CSE 527 Computational Biology

Possible project topics

Examples of project topics include:

  • Predicting survival time of cancer patients based on their RNA gene expression levels.

  • Predicting sensitivity to chemotherapy drugs based on RNA gene expression level.

    • Data: We have two datasets consisting of gene expression data (genes x patients) and drug sensitivity profiles (drugs x patients) from cancer patients. [Gene Expression Data] [Drug Sensitivity Data]

    • Goal: Our goal is to develope a prediction system for predicting the drug sensitivity based on the RNA levels of genes.

  • Idenfitying genetic factors for metabolig traits

    • Data: We have one dataset that consists of genotype profiles collected from  3,000 subjects in a genome-wide association study (GWAS), and metabolic trait measurements including cholesterol, insulin level and so on. The metabolic traits were measured in 7 time points in 25 years of period. The data contain detailed information on each individual including age, gender, smoking status, medications each individual has taken. [Genotype Data; first 4 rows are not genetic markers] [Phenotype Data]

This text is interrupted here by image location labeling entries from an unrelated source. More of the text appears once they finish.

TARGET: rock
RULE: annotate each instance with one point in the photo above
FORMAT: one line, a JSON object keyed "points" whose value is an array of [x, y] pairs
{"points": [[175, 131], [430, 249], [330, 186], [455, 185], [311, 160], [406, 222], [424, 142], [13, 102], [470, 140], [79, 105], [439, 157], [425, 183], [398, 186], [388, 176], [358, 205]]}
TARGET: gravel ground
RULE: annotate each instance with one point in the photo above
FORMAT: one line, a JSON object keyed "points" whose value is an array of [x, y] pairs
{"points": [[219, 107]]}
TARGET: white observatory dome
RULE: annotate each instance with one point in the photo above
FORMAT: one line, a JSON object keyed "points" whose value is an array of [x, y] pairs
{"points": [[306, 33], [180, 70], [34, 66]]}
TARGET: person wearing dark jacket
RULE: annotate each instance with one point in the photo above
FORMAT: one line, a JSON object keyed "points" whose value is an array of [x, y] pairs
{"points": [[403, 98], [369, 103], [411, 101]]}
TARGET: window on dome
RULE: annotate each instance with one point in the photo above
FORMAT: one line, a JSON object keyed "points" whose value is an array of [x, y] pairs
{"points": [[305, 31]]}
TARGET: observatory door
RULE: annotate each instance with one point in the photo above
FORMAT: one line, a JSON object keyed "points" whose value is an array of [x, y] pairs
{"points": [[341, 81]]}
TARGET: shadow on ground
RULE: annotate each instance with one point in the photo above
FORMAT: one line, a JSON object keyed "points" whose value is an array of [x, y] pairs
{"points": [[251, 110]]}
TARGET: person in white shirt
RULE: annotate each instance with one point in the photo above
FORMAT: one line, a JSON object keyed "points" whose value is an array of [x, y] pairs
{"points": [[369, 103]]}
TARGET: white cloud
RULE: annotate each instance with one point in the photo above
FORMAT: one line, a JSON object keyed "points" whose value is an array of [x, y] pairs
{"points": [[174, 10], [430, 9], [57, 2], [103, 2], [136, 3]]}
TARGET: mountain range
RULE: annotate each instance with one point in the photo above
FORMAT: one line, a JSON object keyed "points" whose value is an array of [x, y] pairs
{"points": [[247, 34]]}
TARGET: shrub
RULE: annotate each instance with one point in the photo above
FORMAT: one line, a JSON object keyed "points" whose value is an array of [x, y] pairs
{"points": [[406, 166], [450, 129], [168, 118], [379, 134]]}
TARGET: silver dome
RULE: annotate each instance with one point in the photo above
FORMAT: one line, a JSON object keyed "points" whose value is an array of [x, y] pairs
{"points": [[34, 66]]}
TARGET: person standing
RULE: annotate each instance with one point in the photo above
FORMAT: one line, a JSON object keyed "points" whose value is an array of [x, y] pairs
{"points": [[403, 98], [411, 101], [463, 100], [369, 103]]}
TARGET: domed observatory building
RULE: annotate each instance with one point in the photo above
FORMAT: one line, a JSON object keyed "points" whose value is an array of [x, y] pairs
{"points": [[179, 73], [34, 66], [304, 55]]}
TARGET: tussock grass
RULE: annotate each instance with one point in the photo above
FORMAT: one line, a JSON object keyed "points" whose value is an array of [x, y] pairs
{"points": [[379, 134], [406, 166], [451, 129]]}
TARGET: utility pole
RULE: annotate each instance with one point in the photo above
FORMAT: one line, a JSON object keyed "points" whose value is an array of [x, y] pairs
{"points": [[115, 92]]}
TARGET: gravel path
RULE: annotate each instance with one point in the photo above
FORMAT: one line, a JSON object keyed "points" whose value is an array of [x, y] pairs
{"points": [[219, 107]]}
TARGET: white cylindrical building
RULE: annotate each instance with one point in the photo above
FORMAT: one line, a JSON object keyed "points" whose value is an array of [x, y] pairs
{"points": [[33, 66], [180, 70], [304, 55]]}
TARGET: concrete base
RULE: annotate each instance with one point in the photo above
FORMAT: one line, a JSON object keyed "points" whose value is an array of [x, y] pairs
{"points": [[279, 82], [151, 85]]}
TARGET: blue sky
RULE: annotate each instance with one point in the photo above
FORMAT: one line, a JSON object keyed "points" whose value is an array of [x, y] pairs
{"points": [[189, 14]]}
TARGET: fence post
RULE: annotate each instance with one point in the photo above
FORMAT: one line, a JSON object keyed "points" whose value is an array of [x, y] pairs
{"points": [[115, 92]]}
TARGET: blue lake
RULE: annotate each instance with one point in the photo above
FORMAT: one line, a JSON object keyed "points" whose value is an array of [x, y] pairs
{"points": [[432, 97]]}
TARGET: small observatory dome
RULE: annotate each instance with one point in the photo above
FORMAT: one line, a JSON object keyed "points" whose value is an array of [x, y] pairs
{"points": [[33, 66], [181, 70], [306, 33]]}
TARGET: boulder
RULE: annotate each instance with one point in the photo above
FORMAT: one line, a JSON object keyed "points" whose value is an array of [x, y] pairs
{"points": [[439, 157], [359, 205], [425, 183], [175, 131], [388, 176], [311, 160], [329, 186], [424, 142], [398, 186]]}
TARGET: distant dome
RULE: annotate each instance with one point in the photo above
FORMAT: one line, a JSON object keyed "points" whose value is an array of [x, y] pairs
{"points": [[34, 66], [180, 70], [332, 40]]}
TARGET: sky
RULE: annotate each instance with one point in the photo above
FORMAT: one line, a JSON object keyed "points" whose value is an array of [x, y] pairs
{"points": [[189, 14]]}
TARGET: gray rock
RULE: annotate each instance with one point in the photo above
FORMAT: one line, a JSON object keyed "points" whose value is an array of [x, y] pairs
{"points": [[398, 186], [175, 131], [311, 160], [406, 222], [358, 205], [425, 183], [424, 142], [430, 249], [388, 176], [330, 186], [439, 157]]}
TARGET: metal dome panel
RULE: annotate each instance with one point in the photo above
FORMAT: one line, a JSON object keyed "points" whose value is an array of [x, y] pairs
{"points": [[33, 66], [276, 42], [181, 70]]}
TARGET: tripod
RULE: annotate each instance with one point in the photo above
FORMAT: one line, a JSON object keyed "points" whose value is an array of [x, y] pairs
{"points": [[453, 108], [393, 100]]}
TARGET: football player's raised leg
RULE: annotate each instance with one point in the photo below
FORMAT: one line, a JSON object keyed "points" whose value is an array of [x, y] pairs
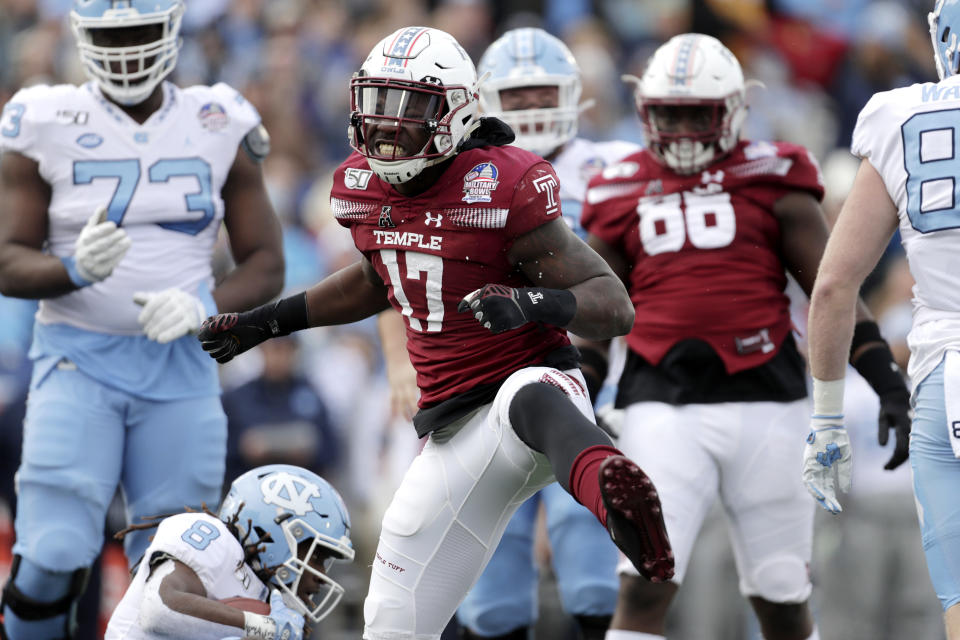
{"points": [[504, 598], [554, 416], [73, 442], [936, 474], [446, 519], [771, 518], [175, 458], [666, 441], [585, 562]]}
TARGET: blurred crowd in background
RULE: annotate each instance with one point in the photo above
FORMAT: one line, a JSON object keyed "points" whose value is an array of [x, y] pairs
{"points": [[321, 399]]}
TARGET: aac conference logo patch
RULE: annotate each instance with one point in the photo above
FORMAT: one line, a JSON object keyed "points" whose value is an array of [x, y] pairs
{"points": [[90, 140], [213, 117], [480, 182]]}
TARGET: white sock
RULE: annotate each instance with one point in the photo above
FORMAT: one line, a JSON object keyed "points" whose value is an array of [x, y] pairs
{"points": [[620, 634]]}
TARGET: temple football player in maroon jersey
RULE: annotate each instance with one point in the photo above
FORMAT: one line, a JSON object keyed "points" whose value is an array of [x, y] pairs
{"points": [[463, 235]]}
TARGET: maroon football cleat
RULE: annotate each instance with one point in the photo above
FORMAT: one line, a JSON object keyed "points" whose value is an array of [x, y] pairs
{"points": [[635, 519]]}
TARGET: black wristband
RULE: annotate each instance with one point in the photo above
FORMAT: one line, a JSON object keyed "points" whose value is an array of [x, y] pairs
{"points": [[280, 318], [553, 306], [878, 368], [864, 333]]}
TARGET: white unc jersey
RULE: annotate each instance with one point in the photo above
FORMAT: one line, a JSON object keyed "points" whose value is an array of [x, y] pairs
{"points": [[576, 164], [160, 181], [912, 138], [203, 543]]}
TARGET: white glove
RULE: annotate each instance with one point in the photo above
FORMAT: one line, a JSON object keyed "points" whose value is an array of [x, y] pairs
{"points": [[169, 314], [99, 247], [827, 451], [289, 622]]}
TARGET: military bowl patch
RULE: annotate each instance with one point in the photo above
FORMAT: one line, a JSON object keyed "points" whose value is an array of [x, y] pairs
{"points": [[213, 117], [480, 182]]}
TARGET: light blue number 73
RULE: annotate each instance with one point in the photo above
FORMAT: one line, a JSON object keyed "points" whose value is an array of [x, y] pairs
{"points": [[127, 174]]}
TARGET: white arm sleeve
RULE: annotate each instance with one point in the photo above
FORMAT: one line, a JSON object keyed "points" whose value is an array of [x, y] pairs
{"points": [[158, 618]]}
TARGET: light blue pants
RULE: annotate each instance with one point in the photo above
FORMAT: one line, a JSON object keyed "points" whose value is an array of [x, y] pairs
{"points": [[82, 438], [936, 480]]}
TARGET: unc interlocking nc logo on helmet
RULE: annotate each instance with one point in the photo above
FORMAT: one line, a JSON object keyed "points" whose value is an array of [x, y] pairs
{"points": [[529, 57], [315, 521], [289, 492], [944, 23]]}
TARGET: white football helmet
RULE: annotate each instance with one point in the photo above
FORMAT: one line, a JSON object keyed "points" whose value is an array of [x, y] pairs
{"points": [[532, 58], [416, 76], [946, 39], [290, 514], [692, 70], [128, 74]]}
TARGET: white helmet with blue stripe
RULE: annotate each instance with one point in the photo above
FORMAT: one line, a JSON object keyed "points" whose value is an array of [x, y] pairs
{"points": [[292, 515], [694, 72], [944, 23], [531, 57], [130, 70]]}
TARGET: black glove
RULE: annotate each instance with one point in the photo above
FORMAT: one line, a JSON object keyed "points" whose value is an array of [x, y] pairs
{"points": [[228, 334], [501, 308], [878, 368], [895, 414]]}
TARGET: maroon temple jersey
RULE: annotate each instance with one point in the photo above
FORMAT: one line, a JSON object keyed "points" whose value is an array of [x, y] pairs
{"points": [[704, 248], [433, 249]]}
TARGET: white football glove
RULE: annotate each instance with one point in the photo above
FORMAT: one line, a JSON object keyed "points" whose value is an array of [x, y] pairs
{"points": [[827, 452], [169, 314], [100, 246]]}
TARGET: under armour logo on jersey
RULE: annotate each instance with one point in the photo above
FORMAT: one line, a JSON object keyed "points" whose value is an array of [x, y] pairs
{"points": [[385, 219], [707, 177], [289, 492], [547, 184]]}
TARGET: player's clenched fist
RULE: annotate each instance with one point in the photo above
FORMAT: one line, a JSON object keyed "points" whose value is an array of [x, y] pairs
{"points": [[228, 334], [98, 249], [501, 308]]}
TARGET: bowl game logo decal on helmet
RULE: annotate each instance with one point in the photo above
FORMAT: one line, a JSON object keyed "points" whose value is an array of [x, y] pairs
{"points": [[480, 182]]}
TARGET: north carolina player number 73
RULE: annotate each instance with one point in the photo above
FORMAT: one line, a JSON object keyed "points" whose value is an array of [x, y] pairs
{"points": [[127, 175]]}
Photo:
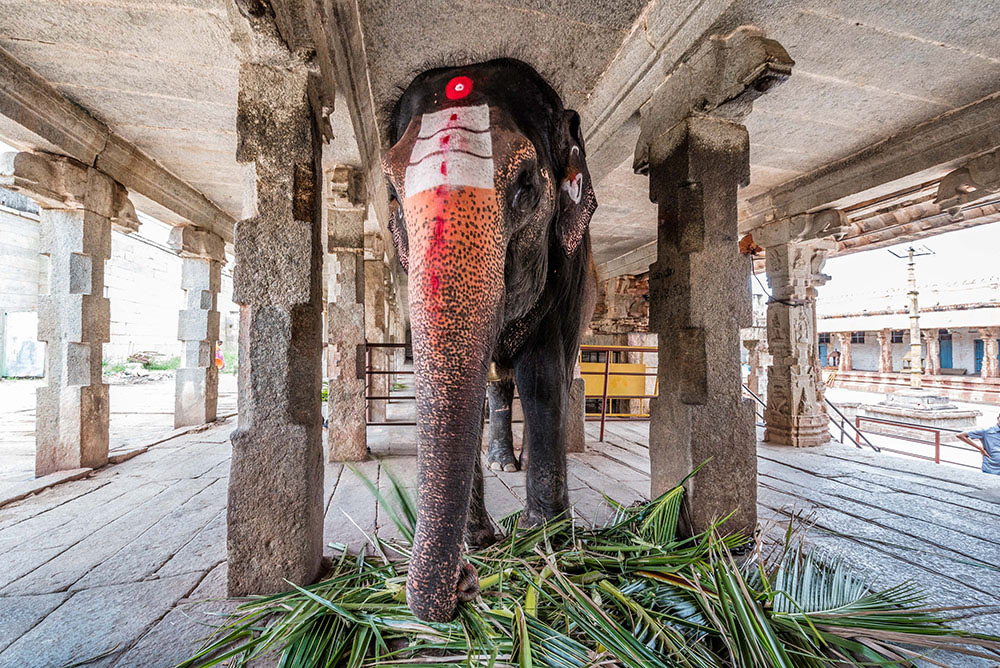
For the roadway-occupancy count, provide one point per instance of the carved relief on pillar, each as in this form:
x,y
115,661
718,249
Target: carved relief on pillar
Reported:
x,y
846,363
932,338
885,350
991,364
796,411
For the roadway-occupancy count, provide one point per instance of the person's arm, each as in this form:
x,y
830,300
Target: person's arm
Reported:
x,y
966,438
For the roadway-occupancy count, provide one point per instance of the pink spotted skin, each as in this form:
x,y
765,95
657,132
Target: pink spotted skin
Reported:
x,y
498,260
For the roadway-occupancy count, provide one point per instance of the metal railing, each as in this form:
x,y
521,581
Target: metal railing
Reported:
x,y
603,417
937,431
389,396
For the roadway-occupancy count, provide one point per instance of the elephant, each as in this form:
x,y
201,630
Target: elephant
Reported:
x,y
491,202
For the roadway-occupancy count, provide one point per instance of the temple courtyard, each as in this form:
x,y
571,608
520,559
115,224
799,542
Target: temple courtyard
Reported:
x,y
128,564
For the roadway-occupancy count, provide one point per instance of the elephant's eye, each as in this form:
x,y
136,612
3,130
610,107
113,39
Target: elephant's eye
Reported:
x,y
526,192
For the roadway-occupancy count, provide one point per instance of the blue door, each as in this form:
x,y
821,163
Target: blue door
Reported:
x,y
946,354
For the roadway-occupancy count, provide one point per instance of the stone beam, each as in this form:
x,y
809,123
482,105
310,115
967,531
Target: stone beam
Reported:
x,y
275,506
78,204
31,102
196,395
919,154
721,78
658,41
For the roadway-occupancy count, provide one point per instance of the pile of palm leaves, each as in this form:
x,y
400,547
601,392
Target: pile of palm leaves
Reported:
x,y
631,593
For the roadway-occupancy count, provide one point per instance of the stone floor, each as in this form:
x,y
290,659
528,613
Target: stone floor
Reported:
x,y
122,562
141,413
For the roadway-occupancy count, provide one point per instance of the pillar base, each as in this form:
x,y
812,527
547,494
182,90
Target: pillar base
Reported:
x,y
196,397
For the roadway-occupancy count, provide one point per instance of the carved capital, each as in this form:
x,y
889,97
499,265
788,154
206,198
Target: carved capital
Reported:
x,y
346,188
59,182
721,78
974,180
802,227
196,243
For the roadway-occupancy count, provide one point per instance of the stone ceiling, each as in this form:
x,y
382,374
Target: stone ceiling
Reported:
x,y
163,75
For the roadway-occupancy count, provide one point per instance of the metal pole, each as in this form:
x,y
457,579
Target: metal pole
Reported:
x,y
368,383
604,400
916,366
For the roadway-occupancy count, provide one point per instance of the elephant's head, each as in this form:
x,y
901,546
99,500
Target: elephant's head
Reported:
x,y
488,179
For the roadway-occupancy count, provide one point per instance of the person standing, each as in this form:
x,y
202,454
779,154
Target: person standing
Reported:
x,y
990,437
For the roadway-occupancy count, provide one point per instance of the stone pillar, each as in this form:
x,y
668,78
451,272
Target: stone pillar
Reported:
x,y
796,412
753,360
275,509
375,329
991,365
345,328
933,339
884,350
576,436
699,300
196,395
846,364
79,205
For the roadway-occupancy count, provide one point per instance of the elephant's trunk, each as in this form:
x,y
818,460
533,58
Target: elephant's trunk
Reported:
x,y
456,254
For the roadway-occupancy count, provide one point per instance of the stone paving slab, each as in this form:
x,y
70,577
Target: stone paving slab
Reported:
x,y
115,558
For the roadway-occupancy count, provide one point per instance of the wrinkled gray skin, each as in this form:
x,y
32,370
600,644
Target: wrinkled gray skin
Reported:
x,y
495,274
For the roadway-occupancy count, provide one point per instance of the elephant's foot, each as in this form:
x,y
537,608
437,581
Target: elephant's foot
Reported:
x,y
501,458
468,582
531,518
480,536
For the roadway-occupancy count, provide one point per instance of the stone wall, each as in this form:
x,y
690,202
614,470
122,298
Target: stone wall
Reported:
x,y
142,282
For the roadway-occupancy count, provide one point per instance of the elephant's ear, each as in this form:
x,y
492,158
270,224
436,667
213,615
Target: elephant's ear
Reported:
x,y
577,201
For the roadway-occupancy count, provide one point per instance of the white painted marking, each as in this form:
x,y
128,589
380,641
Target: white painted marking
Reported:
x,y
476,143
574,187
462,170
475,118
466,154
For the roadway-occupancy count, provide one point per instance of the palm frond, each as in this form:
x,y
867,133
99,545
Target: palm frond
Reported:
x,y
564,595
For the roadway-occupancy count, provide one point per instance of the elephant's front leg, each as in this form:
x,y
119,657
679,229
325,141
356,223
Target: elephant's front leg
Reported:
x,y
544,388
479,530
500,454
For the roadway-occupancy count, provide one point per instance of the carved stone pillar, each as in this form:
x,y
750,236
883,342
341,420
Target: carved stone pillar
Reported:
x,y
699,300
933,339
753,360
375,329
846,363
991,365
196,394
275,509
796,412
345,327
885,350
79,205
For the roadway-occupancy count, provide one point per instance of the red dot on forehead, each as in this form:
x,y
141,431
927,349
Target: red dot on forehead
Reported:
x,y
458,88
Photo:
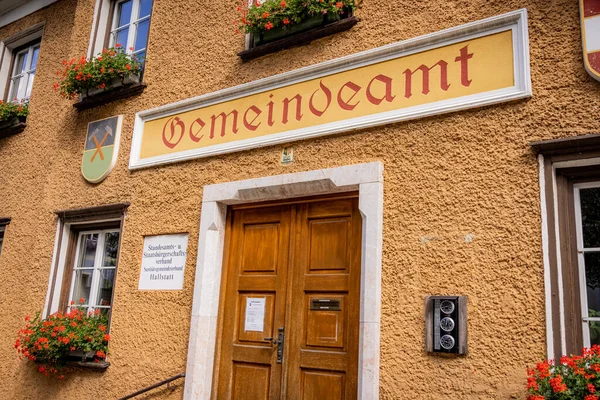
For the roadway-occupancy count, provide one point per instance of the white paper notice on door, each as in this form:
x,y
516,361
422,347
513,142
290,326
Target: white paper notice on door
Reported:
x,y
255,314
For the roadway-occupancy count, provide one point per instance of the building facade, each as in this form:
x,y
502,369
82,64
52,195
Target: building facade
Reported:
x,y
327,189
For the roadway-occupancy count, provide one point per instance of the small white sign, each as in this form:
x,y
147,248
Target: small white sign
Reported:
x,y
255,314
163,262
287,155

    • Goal: Our goal is to identify genetic loci that contribute to these important phenotypes and how they interact with gender or smoking status.

  • Understanding how genes are wired differently in the transcriptional regulatory networks in different subtypes of cancer

    • Data: We have an expression dataset measuring RNA levels of  20,000 genes from 2096 patients suffering from leukemia. There are 18 sub-types of leukemia and it is important to understand the expression signature that characterizes each subtype of leukemia. [Gene Expression Data] [Classification Labels]

    • Goal: Our goal is to understand how differently genes regulate each others’ expression levels in each subtype. One way is to learn the regulatory network (we will cover this in class) in each subtype and interpret how they similar/ different. A different approach is to build a classifier that can predict the subtype of leukemia based on the expression data from a patient, which will enable molecular dianosis of leukemia.

  • Understanding the evolutionary changes in the regulatory network between two yeast species

  • Clustering genes in microarray data

  • Understanding the evolutionary change of transcriptional regulatory netowkrs in yeast.

  • Identifying causal sequence variations for related phenotypes.

  • Detecting genetic interaction from genome-wide association studies data

  • Detecting epistasis from microarray gene expression data.